Groveport restricts pets from city events and festivals

By Rick Palsgrove
Southeast Editor

Leave your pet at home if you plan to attend one of the city of Groveport’s festivals in the future.

By a 5-1 vote, Groveport City Council approved legislation prohibiting people from bringing their animals to city sponsored event and festival areas. These include the Fourth of July celebration, Apple Butter Day, Kids Fest, and any other city supported or sponsored event as determined by the city administrator. The city administrator will define the designated event areas where the law will apply. The ordinance does not apply to guide or service dogs, police dogs, animal exhibits at the events, or pets on residential properties within the event area. Violation of the law will be a minor misdemeanor.

Councilman Scott Lockett was the lone dissenting vote because he believes the control of animals should ultimately be the responsibility of pet owners.

“I’m opposed to this because there are too many gray areas,” said Lockett. “It’s overkill and it will be tough to enforce. It puts the police in a rough situation.”

Lockett gave the example of the recent Arbor Day event at Groveport Elementary.

“What if ‘Aunt Betty’ was walking by with her little dog and stopped at the Arbor Day event? Would we have to ask her to leave?” asked Lockett.

Lockett also questioned what impact the law will have on people bringing their pets to things like the Fourth of July parade.

“Events like the parade are not self-contained,” said Lockett.

Groveport City Administrator Marsha Hall said this law does not apply to the Fourth of July parade.

“It just applies to defined festival and event areas,” said Hall, who added signs will be put up at the boundary limits of the event areas informing visitors of the animal restrictions.

Councilman Shawn Cleary said the city took the action to find medium ground that protects everyone, both animals and humans, at the festivals.

Added Councilwoman Jean Ann Hilbert, “I also worry about dogs getting hurt or eating something they shouldn’t while at the festivals.”

At a previous council meeting, Councilwoman Becky Hutson said, “At our festivals we have food, elderly people, and children. Adding people’s animals is not a good mix.”

Councilman Ed Dildine previously stated, “If someone loses control of a dog, who knows what could happen.”

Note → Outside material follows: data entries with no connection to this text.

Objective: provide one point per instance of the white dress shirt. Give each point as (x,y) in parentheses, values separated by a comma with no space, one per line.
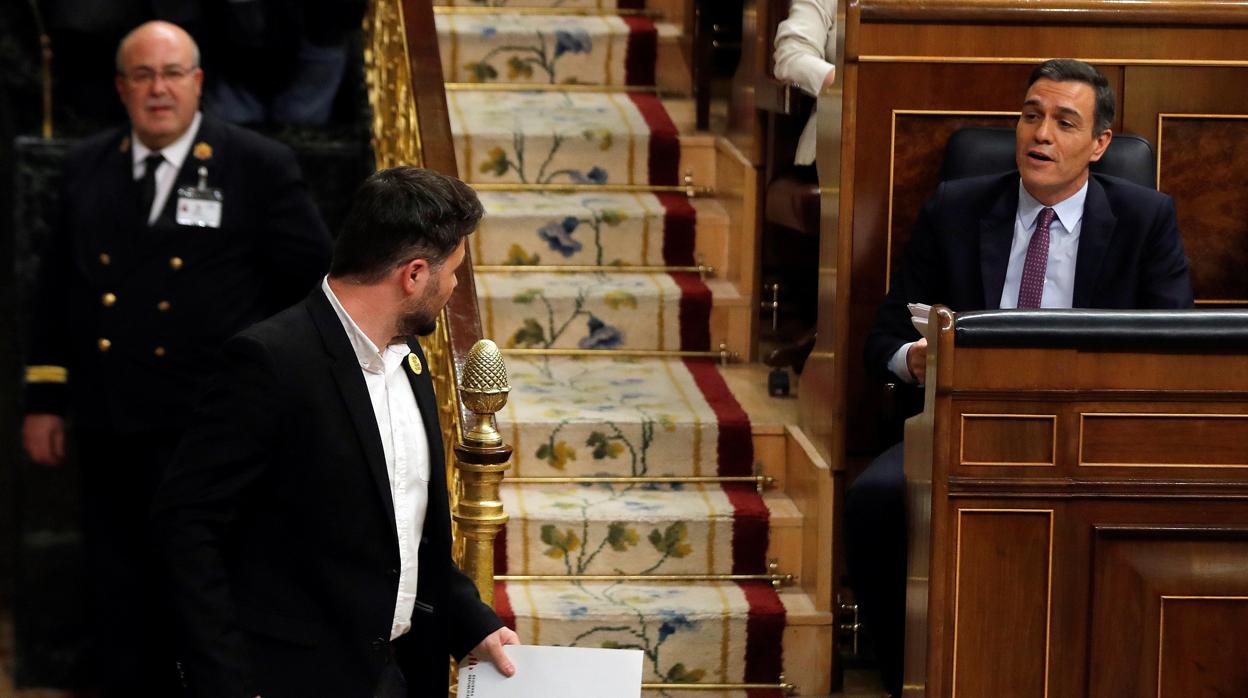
(805,48)
(166,174)
(1063,250)
(407,451)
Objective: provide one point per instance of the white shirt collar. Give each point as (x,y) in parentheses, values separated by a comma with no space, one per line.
(174,154)
(1070,210)
(366,351)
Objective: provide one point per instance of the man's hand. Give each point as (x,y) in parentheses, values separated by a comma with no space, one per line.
(492,649)
(44,438)
(916,360)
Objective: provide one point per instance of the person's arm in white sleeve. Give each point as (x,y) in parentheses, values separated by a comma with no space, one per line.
(800,43)
(899,366)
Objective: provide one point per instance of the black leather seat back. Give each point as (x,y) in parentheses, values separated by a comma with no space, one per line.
(977,150)
(1212,330)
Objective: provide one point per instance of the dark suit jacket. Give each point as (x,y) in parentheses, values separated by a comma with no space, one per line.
(280,528)
(1130,256)
(181,289)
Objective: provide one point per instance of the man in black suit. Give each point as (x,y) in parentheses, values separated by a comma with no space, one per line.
(306,516)
(170,235)
(1047,235)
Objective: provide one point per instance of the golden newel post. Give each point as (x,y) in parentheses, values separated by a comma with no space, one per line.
(482,457)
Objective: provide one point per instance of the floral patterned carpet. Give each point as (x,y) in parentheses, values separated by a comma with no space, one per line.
(610,416)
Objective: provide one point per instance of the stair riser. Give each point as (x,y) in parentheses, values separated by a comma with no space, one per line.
(709,540)
(594,229)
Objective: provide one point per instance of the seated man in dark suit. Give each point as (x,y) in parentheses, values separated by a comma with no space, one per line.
(1048,235)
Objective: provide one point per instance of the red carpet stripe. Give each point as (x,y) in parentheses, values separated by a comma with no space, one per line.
(501,552)
(735,442)
(503,604)
(764,633)
(664,139)
(750,528)
(695,301)
(643,50)
(679,222)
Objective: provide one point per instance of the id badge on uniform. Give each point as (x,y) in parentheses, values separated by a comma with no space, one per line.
(200,205)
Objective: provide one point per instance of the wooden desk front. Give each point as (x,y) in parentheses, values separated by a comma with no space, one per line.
(1078,525)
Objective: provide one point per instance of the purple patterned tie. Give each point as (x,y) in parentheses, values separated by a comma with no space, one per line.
(1036,264)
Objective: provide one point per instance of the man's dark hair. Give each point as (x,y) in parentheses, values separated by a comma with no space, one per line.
(1061,70)
(399,215)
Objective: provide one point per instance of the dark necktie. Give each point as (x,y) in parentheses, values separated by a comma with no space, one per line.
(1036,264)
(147,185)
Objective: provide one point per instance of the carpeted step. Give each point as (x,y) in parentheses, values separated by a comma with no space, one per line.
(585,229)
(595,310)
(563,137)
(719,632)
(604,528)
(549,49)
(619,416)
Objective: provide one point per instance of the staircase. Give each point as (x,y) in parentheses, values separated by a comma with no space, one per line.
(658,500)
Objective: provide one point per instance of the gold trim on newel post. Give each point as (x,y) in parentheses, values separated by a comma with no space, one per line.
(481,458)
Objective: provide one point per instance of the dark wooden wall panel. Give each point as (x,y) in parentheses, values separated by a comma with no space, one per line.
(1203,647)
(1015,440)
(1156,440)
(917,150)
(994,546)
(1145,583)
(1203,164)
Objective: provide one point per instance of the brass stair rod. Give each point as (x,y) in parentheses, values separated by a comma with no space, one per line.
(760,480)
(538,10)
(723,353)
(481,458)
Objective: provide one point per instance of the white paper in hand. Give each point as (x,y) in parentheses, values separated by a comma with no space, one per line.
(557,672)
(919,314)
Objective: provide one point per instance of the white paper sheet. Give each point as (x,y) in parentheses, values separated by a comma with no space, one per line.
(919,314)
(557,672)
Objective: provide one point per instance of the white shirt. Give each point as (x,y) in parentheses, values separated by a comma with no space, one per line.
(1063,250)
(407,451)
(805,48)
(1063,247)
(166,174)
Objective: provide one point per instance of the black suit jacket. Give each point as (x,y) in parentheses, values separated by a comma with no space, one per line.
(177,291)
(1130,256)
(280,528)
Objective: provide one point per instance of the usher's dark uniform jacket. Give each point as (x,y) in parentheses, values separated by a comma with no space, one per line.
(127,325)
(134,315)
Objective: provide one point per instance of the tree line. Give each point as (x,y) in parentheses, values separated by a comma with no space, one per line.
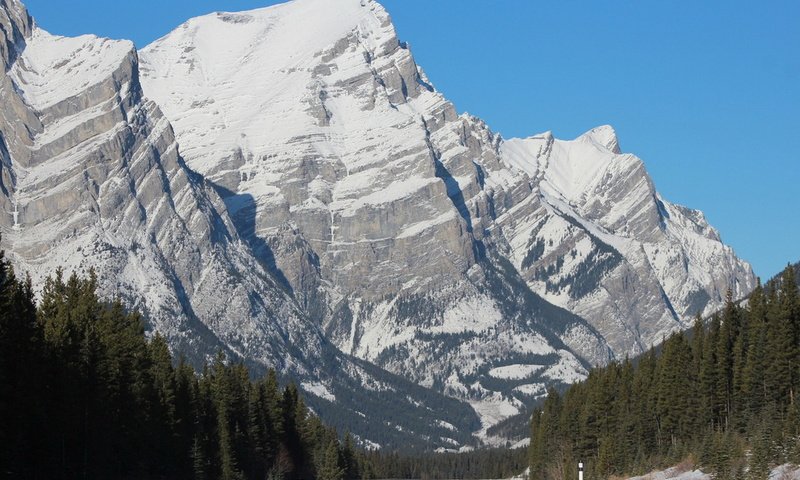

Groveport Police Chief Ralph Portier said laws like this one are often difficult to enforce.

“I expect a slight backlash of dog owners because they will feel the city has decided not to be dog friendly,” said Portier. “This couldn’t be farther from the truth. It is about allowing those attending the event to have fun, not worry about stepping in animal feces, or even hearing dogs barking while programs are in session.”

According to Portier, police officers will have discretion to deal with each incident on a case-to-case basis.

“It is going to dependent on how the person reacts to following the rules,” said Portier.
Portier said fines for violation of this law are set by the court, but any violation of these rules can result in a criminal record and a fine plus court costs.